7 Up, the TV series first made in 1964, would never have worked on radio. Ten young boys and (only) four girls were interviewed as they set out on their lives, with the intention of checking up on them every seven years thereafter to see what might have happened to them. They’ve now reached 56 and the series instead of looking forward to what these children might become is looking back over where they have been. The sad, guarded eyes of the young boy in a care home in 1964 made a powerful impact in black and white (colour had not yet arrived on TV), as did the sparky smile of another boy. Words alone somehow would not have had the same impact. We needed to see their faces, and those expressions, foretelling, we could have imagined, what would happen to them.
Quite the reverse is true of a Radio 4 documentary, The Trouble with Kane (produced by Sue Mitchell).
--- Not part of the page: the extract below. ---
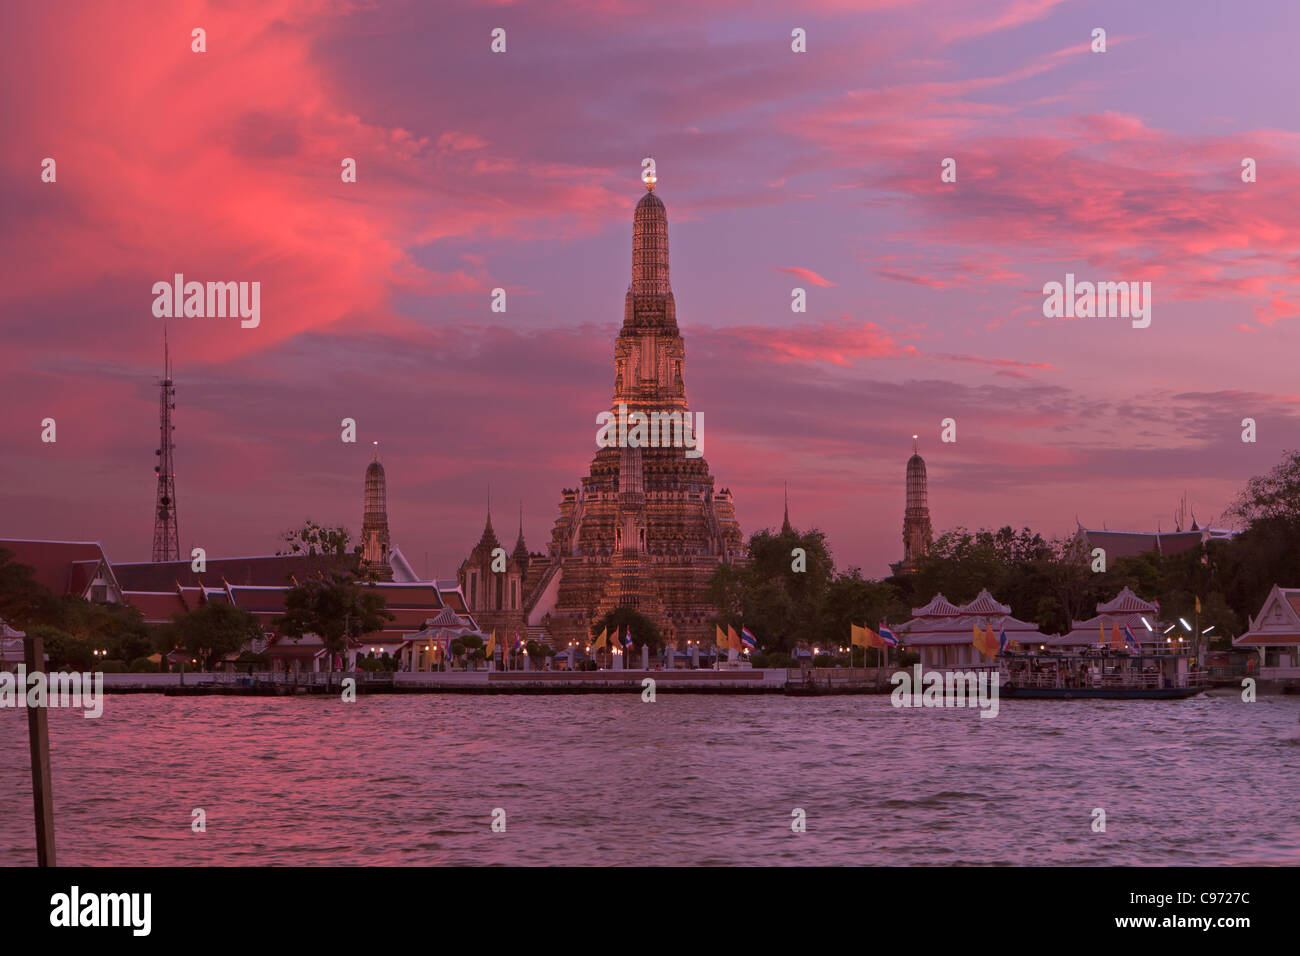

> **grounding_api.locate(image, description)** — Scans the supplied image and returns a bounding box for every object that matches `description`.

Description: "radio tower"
[151,332,180,561]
It owes much to the fly-on-the-wall techniques pioneered by the 7 Up team, but it would never have worked as a TV programme. There would have been a suspicion of contrivance, a sense that the rows were being manufactured. We would not have felt quite so intimately involved with the deadlock faced by Kane and his family, nor been made to feel so aware that this could happen to any family with children.
Kane is in trouble with his Bangladeshi parents for skiving off school and smoking cannabis. They’re terrified of his rages, his swearing, his absolute refusal to conform, to respect, to stay within the boundaries of home or school. He’s only 12.
After being caught with a friend carrying two bags of cannabis, Kane has spent a night in a police station.